The thing that annoys me, and is exemplified even by this article in the title
which is "World Scientists’ Warning to Humanity", is that media and many
scientist themselves use a type of outrageous apocalyptic language when
discussing climate change issues.

Taking what we know at its most extreme predictions does not lead to a world-
ending i.e. catastrophic event by any stretch of the wildest of imaginations
within the next 100 years.

We should use precise unemotional language so we can clearly communicate and
effectively solve the problems in the public sphere.

Every time someone who doesn't accept climate change reads an article like
this, then waits 25 years (as the article mentions) and see's the world has
not ended and everything is continuing seemingly unchanged, they see it as
confirmation that the whole field is a joke.

There are/will be real problems over the next century - such as costal cities
needing to be evacuated, loss of biodiversity due to species extinction, and
irreversible increased global temperatures which will lead to increased
natural disasters such as droughts, fires, etc. And these will be greatly
exacerbated in the 22nd century if we don't develop solutions now.

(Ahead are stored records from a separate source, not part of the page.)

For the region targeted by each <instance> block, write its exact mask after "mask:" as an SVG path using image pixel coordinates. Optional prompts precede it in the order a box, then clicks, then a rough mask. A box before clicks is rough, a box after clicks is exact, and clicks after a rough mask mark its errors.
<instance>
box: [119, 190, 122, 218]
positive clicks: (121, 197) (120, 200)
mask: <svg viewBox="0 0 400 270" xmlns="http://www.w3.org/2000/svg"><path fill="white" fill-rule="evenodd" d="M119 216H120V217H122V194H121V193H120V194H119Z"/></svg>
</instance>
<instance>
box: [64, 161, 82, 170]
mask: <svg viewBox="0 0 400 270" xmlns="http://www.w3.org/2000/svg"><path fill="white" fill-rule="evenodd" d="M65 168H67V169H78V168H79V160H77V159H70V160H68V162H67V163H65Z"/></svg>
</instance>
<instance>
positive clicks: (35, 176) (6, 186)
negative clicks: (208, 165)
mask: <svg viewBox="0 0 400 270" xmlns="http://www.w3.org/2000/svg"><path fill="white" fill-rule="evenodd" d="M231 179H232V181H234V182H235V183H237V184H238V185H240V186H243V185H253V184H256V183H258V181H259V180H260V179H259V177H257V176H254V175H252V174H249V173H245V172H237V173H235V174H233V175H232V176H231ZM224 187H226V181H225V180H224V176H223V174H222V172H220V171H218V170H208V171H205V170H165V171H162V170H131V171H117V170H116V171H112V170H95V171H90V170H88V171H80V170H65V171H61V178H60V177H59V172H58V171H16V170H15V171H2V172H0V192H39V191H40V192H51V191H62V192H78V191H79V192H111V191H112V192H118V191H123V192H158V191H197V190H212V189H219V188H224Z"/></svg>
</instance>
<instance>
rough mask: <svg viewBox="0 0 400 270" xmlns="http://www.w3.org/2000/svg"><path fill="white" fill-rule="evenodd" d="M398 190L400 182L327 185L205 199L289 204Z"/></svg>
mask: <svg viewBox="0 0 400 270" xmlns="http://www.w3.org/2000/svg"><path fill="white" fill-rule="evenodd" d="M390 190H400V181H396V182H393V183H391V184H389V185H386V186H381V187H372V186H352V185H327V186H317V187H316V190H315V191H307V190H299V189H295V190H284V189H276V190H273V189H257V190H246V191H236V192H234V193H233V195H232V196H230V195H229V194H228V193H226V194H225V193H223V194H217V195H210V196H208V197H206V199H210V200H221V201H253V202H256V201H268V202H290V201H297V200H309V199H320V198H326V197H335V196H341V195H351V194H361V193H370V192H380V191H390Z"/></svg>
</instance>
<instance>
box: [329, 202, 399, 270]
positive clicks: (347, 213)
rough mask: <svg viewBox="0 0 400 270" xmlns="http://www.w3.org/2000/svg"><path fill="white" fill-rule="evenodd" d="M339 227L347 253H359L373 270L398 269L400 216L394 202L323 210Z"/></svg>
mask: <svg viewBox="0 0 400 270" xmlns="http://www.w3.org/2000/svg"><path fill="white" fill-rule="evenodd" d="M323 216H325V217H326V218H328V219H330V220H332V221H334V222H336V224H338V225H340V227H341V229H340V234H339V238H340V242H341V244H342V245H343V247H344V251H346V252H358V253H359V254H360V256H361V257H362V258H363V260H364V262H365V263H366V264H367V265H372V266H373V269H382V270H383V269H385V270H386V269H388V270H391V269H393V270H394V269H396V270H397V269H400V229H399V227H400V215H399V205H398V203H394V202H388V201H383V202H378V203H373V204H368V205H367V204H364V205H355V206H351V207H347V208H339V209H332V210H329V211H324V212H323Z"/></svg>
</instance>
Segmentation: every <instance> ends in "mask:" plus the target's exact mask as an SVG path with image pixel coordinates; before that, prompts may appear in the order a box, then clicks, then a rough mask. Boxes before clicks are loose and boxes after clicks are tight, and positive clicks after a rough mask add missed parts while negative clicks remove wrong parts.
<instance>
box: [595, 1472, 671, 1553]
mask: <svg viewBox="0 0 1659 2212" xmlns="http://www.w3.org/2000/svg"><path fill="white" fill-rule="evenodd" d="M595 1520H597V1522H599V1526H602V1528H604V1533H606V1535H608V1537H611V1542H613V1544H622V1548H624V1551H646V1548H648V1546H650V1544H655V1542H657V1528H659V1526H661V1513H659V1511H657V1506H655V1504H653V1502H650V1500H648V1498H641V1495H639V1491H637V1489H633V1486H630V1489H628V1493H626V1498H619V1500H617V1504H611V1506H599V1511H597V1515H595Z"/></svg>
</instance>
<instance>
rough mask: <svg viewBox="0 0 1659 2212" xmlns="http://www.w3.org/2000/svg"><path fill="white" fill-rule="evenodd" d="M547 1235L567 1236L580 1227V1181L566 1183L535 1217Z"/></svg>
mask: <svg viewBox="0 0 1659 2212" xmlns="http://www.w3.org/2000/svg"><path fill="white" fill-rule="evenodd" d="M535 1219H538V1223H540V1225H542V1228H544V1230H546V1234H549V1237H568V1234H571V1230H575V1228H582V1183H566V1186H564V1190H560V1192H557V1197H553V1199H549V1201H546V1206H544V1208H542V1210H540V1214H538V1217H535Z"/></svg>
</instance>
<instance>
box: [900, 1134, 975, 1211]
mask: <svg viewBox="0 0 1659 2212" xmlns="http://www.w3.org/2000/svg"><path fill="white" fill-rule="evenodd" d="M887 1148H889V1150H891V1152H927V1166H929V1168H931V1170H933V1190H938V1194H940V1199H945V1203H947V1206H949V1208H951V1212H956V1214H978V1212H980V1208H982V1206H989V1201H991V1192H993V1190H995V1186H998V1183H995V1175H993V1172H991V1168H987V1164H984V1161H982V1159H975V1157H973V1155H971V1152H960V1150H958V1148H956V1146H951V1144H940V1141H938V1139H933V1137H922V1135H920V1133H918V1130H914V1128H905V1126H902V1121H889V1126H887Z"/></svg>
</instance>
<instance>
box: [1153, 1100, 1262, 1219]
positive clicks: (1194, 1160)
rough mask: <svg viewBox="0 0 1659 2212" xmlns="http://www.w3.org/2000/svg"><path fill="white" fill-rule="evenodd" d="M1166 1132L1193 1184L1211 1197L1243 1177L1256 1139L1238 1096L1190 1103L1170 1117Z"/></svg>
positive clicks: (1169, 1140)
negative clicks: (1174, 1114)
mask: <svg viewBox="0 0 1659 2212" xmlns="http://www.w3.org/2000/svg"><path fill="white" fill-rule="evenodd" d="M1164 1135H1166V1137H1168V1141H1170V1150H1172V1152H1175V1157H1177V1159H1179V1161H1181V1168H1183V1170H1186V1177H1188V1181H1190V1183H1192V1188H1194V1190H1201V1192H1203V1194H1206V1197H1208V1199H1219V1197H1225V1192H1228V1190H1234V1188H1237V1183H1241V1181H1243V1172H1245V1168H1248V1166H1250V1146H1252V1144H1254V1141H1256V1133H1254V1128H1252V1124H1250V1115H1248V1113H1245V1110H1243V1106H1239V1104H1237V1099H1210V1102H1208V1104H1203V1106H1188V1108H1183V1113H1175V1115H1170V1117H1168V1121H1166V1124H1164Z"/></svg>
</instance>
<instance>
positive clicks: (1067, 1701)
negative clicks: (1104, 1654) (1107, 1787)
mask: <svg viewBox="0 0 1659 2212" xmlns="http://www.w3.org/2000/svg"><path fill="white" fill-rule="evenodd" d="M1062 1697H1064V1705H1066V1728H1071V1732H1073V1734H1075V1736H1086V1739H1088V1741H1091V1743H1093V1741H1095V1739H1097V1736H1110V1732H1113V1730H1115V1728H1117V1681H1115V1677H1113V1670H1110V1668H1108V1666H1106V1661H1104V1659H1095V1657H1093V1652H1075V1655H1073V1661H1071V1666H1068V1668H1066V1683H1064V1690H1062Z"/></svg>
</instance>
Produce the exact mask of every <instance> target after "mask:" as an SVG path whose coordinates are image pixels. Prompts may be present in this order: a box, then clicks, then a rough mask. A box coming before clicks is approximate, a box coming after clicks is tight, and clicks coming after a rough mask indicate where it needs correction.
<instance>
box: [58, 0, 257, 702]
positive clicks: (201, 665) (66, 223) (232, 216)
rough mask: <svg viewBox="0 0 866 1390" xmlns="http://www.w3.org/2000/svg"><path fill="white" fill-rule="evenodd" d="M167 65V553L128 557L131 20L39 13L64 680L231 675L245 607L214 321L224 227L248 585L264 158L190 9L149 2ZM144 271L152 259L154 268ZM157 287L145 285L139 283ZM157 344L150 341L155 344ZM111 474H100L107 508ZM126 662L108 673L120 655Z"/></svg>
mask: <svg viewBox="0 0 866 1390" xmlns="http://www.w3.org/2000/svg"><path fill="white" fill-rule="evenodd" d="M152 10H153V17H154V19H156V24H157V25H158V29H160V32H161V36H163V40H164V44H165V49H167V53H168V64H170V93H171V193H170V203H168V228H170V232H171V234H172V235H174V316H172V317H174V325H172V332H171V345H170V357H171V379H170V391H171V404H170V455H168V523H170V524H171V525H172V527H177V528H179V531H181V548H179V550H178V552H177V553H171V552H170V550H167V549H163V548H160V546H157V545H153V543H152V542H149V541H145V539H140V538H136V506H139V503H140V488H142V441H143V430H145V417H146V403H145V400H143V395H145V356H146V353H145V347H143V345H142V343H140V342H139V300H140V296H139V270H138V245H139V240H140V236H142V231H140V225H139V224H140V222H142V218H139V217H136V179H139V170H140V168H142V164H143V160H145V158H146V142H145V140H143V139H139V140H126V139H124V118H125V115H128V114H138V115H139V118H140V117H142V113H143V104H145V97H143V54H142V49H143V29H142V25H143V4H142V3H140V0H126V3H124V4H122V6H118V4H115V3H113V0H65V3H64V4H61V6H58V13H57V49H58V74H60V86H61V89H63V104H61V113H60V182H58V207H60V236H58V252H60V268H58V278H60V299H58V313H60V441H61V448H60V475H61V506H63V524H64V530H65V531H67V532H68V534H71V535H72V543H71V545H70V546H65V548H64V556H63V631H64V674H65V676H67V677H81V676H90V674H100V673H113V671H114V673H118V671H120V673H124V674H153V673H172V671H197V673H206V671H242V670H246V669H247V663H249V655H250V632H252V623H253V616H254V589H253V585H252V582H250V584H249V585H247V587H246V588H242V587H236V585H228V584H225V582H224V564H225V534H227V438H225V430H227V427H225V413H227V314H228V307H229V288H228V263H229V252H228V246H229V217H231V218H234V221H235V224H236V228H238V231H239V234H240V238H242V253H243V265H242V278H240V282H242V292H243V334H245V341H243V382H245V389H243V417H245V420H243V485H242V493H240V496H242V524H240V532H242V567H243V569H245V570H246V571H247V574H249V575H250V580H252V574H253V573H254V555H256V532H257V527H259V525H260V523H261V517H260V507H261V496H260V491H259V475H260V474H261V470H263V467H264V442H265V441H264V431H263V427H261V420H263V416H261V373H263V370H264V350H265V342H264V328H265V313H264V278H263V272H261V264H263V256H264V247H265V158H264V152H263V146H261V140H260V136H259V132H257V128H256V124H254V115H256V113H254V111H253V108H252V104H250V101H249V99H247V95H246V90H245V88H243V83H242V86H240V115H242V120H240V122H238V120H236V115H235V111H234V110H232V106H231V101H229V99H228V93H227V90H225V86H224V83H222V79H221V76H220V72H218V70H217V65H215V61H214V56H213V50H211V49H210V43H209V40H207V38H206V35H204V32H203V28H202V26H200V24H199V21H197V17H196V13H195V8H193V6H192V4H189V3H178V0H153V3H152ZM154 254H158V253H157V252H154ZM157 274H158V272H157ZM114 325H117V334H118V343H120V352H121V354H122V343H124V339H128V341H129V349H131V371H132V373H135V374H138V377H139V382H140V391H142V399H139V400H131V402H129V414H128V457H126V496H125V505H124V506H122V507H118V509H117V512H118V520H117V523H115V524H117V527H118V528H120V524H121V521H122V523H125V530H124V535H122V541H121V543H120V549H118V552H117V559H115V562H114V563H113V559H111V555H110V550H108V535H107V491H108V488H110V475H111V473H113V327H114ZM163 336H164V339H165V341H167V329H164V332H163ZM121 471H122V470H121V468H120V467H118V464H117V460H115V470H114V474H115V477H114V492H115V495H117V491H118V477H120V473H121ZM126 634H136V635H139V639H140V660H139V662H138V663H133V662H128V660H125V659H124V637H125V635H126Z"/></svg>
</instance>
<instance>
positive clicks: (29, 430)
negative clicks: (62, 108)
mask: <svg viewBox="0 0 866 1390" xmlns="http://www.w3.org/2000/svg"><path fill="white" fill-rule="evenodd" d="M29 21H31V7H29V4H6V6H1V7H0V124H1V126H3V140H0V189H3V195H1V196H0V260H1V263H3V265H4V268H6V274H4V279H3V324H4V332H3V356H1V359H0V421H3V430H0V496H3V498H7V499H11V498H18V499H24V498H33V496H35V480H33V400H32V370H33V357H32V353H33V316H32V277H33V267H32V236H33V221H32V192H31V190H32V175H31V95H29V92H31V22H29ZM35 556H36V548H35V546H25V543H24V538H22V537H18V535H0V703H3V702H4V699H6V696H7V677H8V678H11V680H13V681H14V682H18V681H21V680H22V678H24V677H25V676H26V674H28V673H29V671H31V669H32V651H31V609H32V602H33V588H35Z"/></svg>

Finally, I think if we want to persuade the public and politicians, we need to
show parameters that people care about. In this article they show metrics for
ozone depletion, deforestation, and co2 emissions. But no one cares about that
because it doesn't directly effect them at all, and is thus virtually
meaningless to them. We need to show statistics that are relevant to human
flourishing such as deaths/sickness due to climate change induced famine and
disease. Homeloss due to climate change induced flooding and rising sea
levels, lower rates of all types of innovation due to loss of biodiversity,
etc.

It could be some organizations/individuals are taking the IMHO correct
approach here, but if so, I haven't come across them yet.